第二章 「最後の一葉」

彼は優しい人だから、何も話してはくれないけれど、もう薄々解っている。

私にはあまり時間は残されてはいないことを・・・。



あの庭の葉っぱがすべて落ちるまで私は生きてはいられない。なぁ~んてね。

感傷的になるのは私の柄に合わないわね。

ポジティブに受け止めたりはできないけれど、残りの時間を大切にして過ごしたいと思うの。

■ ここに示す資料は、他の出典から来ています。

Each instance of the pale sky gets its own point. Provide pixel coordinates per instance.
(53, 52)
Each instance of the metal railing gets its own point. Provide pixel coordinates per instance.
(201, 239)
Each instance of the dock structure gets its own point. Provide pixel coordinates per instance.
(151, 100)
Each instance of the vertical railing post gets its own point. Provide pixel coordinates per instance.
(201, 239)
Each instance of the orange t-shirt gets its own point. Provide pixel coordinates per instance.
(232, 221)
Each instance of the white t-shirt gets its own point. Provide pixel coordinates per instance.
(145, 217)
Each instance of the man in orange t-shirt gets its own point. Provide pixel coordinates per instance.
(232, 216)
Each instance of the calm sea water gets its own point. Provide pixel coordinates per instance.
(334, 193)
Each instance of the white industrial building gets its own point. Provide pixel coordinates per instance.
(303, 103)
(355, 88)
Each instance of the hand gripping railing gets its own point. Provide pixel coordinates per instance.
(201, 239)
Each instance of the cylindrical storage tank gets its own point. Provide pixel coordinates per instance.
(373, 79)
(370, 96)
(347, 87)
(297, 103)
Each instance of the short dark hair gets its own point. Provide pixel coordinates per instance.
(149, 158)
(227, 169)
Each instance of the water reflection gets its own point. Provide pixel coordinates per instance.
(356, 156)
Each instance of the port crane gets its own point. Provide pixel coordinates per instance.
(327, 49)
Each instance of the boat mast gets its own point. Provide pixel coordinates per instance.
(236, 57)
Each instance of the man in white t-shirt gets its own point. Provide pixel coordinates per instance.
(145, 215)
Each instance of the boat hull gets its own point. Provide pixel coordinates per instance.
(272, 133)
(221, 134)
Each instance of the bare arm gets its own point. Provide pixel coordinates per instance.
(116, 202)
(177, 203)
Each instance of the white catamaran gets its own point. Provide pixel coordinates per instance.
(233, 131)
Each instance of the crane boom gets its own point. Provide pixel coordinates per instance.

ふたりでよく散歩したあの公園、しばらく行けてないなぁ。

あともう一度だけ、あの燃えさかる様に美しい紅葉の映える水面を見たかった。

あの人は憶えているかしら?

ううん、彼ならいつまでも忘れないだろう。



私がいなくなったら、きっと寂しがるだろうなぁ。

そりゃあ私だって彼に忘れてほしいだなんて言いたくない。

いつまでもいつまでも私の存在を憶えておいてほしい。

あなたと私が一緒に過ごした大切な時を思い出してほしい。

でもね、たとえ私がいなくなったとしても、あなたにはあなたの人生が続いていくのよ。



時を凍らせたまま、そこで立ち尽くして動けなくなってもらいたくはない。

あなたなりの新しい生き方を見つけて、自分自身の足でその道を歩いて先へと進んでほしいの。

私の死が、あなたの重荷になる様なことだけはいやだわ。

私とともに生きてよかった。

そう感じてもらいたい。

たまにふと私のことを思い出してくれたらいいな。



そんなことばかり考えていたら、ふと素敵な考えが頭をよぎった。

あなたとの思い出と、あなたへの想いを込めて、私がいなくなった後もあなたへ伝わる様に、この携帯に気持ちを託すわ。



長く寒ざむしい冬が終わり、あたたかい春がくるころには、愛するあなたの悲しみがどうか癒えますように・・・。